The approach must also be tailored with respect to the goals and the business and data understanding in order to create a good fit for the problem. In this manner, the model should be assessed.
Step 5 – Evaluation
This step will be for evaluating factors such as the accuracy and generality of the model. In addition to this, the process must also be put through a fine-combed inspection to ensure that there are no errors.
A revision sub-step is also present in this, as a way to fine-tune the solution offered by this process. This includes going back to the business understanding roots and seeing if the process makes sense in a sustainable and scalable fashion.

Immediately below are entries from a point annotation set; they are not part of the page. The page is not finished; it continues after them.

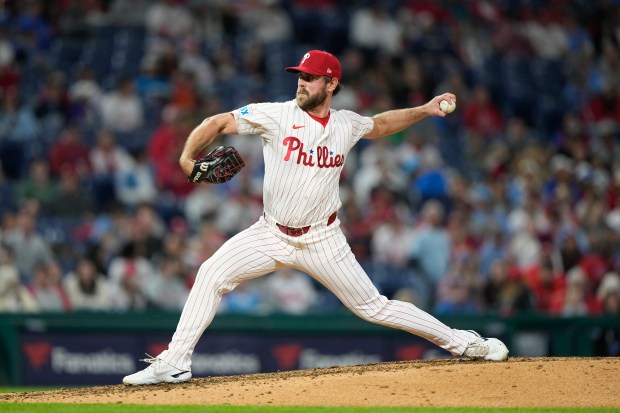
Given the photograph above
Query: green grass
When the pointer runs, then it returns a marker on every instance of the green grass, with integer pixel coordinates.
(132, 408)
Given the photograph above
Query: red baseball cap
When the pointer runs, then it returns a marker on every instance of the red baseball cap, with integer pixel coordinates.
(318, 63)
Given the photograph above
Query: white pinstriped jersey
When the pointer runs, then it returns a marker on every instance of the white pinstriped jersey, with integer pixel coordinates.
(303, 159)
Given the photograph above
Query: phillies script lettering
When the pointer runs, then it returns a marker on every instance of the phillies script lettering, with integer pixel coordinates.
(324, 157)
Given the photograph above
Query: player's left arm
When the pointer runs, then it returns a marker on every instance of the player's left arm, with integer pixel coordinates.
(203, 135)
(393, 121)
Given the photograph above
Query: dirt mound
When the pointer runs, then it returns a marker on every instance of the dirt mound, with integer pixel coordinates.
(519, 382)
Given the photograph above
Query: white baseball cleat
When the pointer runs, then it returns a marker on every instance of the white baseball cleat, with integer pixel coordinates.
(158, 372)
(480, 348)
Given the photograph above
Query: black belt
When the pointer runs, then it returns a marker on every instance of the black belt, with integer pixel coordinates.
(297, 232)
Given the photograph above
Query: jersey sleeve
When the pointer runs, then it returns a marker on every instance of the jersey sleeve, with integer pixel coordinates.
(360, 125)
(257, 119)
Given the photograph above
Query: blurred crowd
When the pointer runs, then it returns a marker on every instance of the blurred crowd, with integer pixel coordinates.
(510, 204)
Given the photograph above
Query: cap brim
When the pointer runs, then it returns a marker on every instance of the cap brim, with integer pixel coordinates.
(297, 69)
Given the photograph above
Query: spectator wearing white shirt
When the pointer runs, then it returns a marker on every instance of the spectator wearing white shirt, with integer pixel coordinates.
(122, 109)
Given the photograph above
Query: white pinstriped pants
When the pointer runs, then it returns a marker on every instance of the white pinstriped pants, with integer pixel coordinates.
(324, 254)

A report must also be compiled for documentation. In addition to this, any possible issues must be ironed out before the next step.
Step 6 – Deployment
This step will differ depending on the kind of problem that the organization is facing. However, the basics remain mostly the same. The first thing to do is to summarize how the solution will be deployed in an organized manner.
The solution also needs to future-proofed to ensure that it can be used easily for an extended period of time. Factors such as monitoring and maintenance should also be taken care of, along with a final report and review of the solution.
The CRISP-DM, even today, remains as a dependable method to develop data science solutions for enterprise problems. Its BI-first approach also enables better sourcing of insights and other such data knowledge.
The flexible and iterative approach of the CRISP-DM also makes it a future-proof alternative for anyone looking to solve data science problems. Even as it is important to develop a unique method, it should also be kept in mind that using methods such as CRISP-DM bring an element of professionalism and uniformity to operational procedures.